One trick you can try is make a change to the css using a keyword you can search for, like make up a comment like /*SUPERXCOMMENT*/

This will let you search the source easily for your unique word.

Then look in webtools for the HTML header where your css file is loaded. Wordpress tends to add a version number to the source file. The point is, find the path to the file and open it by itself in a browser tab. Open the direct URL to the CSS file and see if your unique word or recent changes are in there.

If your recent changes are NOT there, then play a trick on the URL by changing the path a little. For example if the path was /themes/mytheme/assets/custom.css or whatever it is, change the version and do something like /themes/mythemes/assets/custom.css?v=1234567

By changing the URL in this way, it would bypass any kind of cache that would be looking for the previous URL. In other words, you should now see your correct CSS file.

If this trick works, then there is a cache in the way for certain and it’s not your browser, it’s wordpress or your hosting company.

Nope I am editing the correct file as before it was all going through.
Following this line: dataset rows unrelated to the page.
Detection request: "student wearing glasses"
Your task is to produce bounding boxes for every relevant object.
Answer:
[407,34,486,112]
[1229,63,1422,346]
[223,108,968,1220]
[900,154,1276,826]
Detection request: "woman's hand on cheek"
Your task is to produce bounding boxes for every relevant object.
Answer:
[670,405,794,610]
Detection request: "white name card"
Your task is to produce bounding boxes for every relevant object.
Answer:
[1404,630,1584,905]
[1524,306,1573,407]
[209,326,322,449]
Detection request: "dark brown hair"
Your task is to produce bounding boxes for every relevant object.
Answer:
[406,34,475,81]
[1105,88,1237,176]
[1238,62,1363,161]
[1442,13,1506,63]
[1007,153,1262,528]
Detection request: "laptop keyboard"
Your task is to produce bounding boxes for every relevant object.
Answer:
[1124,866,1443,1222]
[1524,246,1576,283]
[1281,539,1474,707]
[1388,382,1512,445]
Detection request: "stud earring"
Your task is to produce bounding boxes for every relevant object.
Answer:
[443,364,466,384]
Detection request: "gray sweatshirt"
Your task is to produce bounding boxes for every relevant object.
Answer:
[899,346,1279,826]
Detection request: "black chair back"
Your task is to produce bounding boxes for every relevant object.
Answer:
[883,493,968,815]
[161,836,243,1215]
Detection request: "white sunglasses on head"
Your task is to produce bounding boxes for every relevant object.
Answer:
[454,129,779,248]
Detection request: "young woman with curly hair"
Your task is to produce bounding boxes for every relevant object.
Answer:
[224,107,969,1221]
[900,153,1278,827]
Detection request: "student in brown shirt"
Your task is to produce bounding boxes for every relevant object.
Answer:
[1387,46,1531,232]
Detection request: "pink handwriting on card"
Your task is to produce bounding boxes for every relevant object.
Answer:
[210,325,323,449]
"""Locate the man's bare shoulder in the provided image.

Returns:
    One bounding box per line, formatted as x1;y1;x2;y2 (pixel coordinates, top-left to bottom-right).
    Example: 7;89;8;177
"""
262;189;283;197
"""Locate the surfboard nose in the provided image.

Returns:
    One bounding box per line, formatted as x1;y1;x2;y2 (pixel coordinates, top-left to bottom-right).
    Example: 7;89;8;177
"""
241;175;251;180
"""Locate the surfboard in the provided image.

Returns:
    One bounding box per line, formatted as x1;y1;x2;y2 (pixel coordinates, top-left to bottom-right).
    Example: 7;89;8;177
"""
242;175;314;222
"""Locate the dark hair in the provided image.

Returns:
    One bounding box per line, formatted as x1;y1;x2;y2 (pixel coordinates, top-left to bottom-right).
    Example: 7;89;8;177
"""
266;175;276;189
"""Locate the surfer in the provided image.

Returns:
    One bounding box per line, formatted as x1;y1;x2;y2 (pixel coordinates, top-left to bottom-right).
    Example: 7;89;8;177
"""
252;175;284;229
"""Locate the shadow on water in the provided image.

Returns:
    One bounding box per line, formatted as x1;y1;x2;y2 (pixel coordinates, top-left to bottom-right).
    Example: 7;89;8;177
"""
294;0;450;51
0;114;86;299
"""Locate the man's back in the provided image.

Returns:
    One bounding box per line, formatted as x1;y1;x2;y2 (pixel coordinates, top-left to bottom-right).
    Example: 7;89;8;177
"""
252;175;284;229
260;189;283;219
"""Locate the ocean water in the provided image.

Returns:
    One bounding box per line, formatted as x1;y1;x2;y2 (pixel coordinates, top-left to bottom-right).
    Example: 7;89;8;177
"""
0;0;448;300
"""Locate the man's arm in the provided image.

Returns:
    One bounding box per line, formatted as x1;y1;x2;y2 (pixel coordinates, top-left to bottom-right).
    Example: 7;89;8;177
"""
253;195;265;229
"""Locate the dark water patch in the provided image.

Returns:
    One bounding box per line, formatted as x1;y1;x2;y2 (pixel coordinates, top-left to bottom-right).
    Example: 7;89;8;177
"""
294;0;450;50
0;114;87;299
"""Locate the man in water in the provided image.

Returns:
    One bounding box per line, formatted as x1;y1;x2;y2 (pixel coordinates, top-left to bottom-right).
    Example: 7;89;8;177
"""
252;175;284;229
And its all basic css things. also when i expect elements it says 0 errors.

did that, the super comment came:
“.gwd-inactive{visibility:hidden}
.gwd-div-1t7f {font-size: 18px; white-space: nowrap;left: 0px;}
.gwd-div-h2tl {font-size: 50px; padding-right: -2cm;}
/SUPERXCOMMENT/
.gwd-div-1scs {padding-bottom:1.5cm;}
.gwd-img-icxg {padding-left: 1.5cm; max-height: 140px; max-width: 140px;padding-top: 2.1cm;}”

but still no changes to the file, as you can see i have font-size set to 50px to test if it changes the size, still no changes. Even tried changing file name to no avail.

If I change the corresponding html file it changes on the website, just not css.

Just a word of caution about editing .htaccess. Don’t edit .htaccess directly in cPanel. It is very easy to mess things up and break the whole site with 500 errors if you don’t know what you are doing (and sometimes if you think you do).
FTP the file to a local disk and make a back-up before changing it. It’s best to edit and test in a local Apache environment if you have that set up.

One trick I use to avoid css cache issues is to timestamp the CSS file via PHP. A common include with have:-

$csstime = filemtime($_SERVER["DOCUMENT_ROOT"] . '/css/style.css'); // when the css file was modified
$csstime = date ("Y-m-d\TH-i", $csstime); // Format as timestamp

Then in my HTML template I have:-

<link rel="stylesheet" type="text/css" href="css/style.css<?='?'.$csstime ?>">

Which will appear in html like:-

<link rel="stylesheet" type="text/css" href="css/style.css?2017-06-27T17-07">

This will force a CSS update, but only if the file has been updated since the last time the page was viewed. If it has not been updated, the timestamp is the same so the cached version is used.

Then there may be a specificity conflict somewhere.
Have you tried examining the affected (unaffected) elements with Inspect?
That should tell you exactly what styling is being applied and from where in the style sheet, as well as any that are being overridden.

Did you see the special comment by just opening the CSS URL in the browser? Or only after changing the “?v=123456” on the URL?
If you see the correct CSS file without messing with the URL, then the problem is something else. Could be specificity issue, or a media query perhaps.

You can always try to put “!important” on a CSS value to see if that makes it work.